Howlin Wolf - Howlin for my Baby
Contextual Information
Filmmaker: Unknown
Year: Unknown
Dancers: Unknown. Dancing starts at 1.10.
Filming Location: Unknown
Source type: Personal footage
With this video, the dancers, setting, and filmmaker are all unknown. The video uploader has added the music, as the video had no sound (this is noted in a comment on the video).
This video has been included here despite having a question of the appropriateness of it being shared in the public domain, as neither the filmmaker or the dancers have, as far as we know, consented to the video being publicly available. However, by including it in the context of this website, we can raise this question of appropriateness as a point of consideration.
Questions
Questions to consider when watching historic dance videos:
Historic dance videos are an amazing resource, and we should definitely look at them and use them (as we are today).
BUT:
When looking at clips and videos of historical dance, need to consider the context in which they were created. This includes:
- When was it filmed?
- Why was it filmed? What purpose were the film makers intending for it?

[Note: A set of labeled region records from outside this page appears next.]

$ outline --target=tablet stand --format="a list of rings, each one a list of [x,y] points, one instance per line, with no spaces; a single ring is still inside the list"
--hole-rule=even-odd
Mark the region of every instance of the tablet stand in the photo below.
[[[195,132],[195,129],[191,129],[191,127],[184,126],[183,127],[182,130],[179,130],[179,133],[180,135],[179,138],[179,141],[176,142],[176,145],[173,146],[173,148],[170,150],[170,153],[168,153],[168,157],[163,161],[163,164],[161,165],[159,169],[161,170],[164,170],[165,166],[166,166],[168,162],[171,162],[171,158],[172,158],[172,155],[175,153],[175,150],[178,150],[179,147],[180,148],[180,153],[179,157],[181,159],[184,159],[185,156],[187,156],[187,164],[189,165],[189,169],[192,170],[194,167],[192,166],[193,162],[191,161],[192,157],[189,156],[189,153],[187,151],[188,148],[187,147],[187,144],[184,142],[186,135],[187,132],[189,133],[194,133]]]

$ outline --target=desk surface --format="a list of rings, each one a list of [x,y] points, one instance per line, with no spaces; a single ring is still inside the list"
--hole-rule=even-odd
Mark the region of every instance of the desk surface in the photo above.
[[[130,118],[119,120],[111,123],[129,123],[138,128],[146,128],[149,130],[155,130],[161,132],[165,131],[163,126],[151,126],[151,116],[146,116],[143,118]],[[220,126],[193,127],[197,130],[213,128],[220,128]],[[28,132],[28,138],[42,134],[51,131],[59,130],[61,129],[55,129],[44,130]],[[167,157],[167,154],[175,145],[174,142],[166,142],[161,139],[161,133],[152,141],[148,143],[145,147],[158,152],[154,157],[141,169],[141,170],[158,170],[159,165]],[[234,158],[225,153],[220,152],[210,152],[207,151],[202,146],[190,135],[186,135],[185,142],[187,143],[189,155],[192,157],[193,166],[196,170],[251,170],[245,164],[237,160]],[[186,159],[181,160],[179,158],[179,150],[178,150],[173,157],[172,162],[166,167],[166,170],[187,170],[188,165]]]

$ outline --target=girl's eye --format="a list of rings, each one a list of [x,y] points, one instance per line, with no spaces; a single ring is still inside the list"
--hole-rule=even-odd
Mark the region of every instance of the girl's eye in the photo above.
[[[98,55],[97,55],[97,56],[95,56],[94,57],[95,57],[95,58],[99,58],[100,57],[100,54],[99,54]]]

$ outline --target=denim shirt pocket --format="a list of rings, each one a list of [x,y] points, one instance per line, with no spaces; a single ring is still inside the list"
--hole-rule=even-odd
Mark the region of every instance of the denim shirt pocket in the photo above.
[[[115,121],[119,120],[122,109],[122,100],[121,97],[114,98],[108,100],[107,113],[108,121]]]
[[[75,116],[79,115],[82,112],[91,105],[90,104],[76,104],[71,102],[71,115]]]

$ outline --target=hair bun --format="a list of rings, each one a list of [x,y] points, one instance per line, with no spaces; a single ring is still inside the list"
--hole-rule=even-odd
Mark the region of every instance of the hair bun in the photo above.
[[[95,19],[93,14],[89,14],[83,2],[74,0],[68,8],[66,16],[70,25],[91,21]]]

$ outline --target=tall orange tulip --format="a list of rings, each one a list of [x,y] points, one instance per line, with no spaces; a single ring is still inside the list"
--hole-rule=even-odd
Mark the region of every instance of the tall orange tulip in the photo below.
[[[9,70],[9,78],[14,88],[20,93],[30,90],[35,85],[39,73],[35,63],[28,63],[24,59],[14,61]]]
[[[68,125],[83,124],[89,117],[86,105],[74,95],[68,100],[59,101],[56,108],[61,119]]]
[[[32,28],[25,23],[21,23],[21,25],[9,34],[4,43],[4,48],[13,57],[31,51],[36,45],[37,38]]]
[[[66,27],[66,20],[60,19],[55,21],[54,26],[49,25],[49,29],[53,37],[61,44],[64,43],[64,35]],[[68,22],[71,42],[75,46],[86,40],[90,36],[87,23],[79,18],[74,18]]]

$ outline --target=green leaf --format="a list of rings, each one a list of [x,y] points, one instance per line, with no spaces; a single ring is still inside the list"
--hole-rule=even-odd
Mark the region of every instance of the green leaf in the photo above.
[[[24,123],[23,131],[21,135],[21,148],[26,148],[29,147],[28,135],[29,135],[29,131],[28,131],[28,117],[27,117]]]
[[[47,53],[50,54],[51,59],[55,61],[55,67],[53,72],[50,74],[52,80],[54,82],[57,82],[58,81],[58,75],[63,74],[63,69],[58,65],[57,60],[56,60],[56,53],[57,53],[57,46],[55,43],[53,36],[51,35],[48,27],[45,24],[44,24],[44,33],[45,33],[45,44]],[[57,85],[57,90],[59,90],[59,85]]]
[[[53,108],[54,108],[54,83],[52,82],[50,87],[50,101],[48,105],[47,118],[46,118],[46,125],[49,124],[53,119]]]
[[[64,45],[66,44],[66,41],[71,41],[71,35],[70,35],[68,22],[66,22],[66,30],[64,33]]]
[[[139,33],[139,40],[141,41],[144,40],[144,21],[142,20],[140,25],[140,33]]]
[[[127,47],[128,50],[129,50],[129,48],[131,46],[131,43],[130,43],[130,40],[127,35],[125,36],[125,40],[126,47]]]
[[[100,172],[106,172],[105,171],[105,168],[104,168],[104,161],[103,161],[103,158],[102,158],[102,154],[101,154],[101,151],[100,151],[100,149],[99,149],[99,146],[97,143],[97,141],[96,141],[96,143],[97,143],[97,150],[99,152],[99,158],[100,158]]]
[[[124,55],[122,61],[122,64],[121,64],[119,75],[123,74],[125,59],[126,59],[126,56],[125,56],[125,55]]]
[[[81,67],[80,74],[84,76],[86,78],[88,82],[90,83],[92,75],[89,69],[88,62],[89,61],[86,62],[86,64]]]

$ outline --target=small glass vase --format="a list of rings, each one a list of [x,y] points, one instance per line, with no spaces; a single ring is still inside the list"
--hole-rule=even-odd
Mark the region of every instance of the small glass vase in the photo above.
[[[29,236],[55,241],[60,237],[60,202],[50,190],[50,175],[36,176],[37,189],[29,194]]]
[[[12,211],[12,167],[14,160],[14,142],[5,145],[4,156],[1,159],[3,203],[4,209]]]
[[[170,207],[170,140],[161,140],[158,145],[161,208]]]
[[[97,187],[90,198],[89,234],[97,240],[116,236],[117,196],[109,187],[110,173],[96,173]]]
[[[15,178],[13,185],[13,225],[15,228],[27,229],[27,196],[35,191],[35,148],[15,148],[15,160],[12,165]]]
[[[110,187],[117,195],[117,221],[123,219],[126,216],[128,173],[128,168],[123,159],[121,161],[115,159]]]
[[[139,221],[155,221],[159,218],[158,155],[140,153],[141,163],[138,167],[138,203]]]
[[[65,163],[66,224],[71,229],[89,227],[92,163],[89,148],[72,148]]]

- Who was the intended audience?
- Did the dancers know they were being filmed?
- Would this have changed how they are dancing?
- Did they consent to having their dancing filmed? Would they have even been asked? Were they coerced?
- Did they consent to having their dancing shared?
- What is the setting - is it social dancing, a performance, or a demonstration (e.g. Spirit Moves)?
- How does this impact on how they might dance? (think about how you might dance differently in each of these circumstances)
- Does this also change how you see the dancing, even if it is staged?
- Is the music that is playing on the clip the music the dancers were dancing to? With a lot of older clips, probably not!
- If it’s a demonstration of dance from an earlier era, are they using the music of the period in which the demonstration is taking place, or that is being filmed? (Think 1990s, demonstration videos of swing danced to neo-swing)
- Are there other sources that can corroborate the accuracy/authenticity of the dance styling?
- Partnerships - are the dancers dancing with regular partners? Romantic partners? Friends? Or two people the film maker put together?
- how might this change how they dance together?
- Performance/movie clips
- impact of the film maker on the dancing
- impact of the story on the dancing
And when looking at videos of an African American artform, this should all be underpinned by questions of race - what are the racial dynamics of the film?
- Are the dancers African American?
- Does the race of the dancers and/or the filmmaker change the dynamics of the film?
Hellzapoppin’ - piece of amazing dancing, and super clear to see, can learn a lot from it. But all the dancers are dressed as service workers - maids, cooks, labourers etc. How would the dancers have felt about that? Wanting to make a living from dancing, this is a great opportunity - but at what cost?
Is Spirit Moves a primary or secondary source? Both. It is a secondary source, in that it is cataloging and recreating a historic dance. But - it in itself is an artefact of history, and we can use it as a primary source. (For comparative example, think a history book written in the 1920s. It is a secondary source, it is talking about the past, and we can get information from it at that level. But we can also learn about the period in which it was written by looking at what they chose to write about and the way that they did this).
Further Reading
Books
Julie Malnig, ed., Ballroom, Boogie, Shimmy Sham, Shake: A Social and Popular Dance Reader, Urbana: University of Illinois Press, 2009.
Ted Gioia, The History of Jazz, 2nd ed., New York: Oxford University Press, 2011.
Marshall and Jean Stearns, Jazz Dance: The Story of American Vernacular Dance, New York: The MacMillan Company, 1968.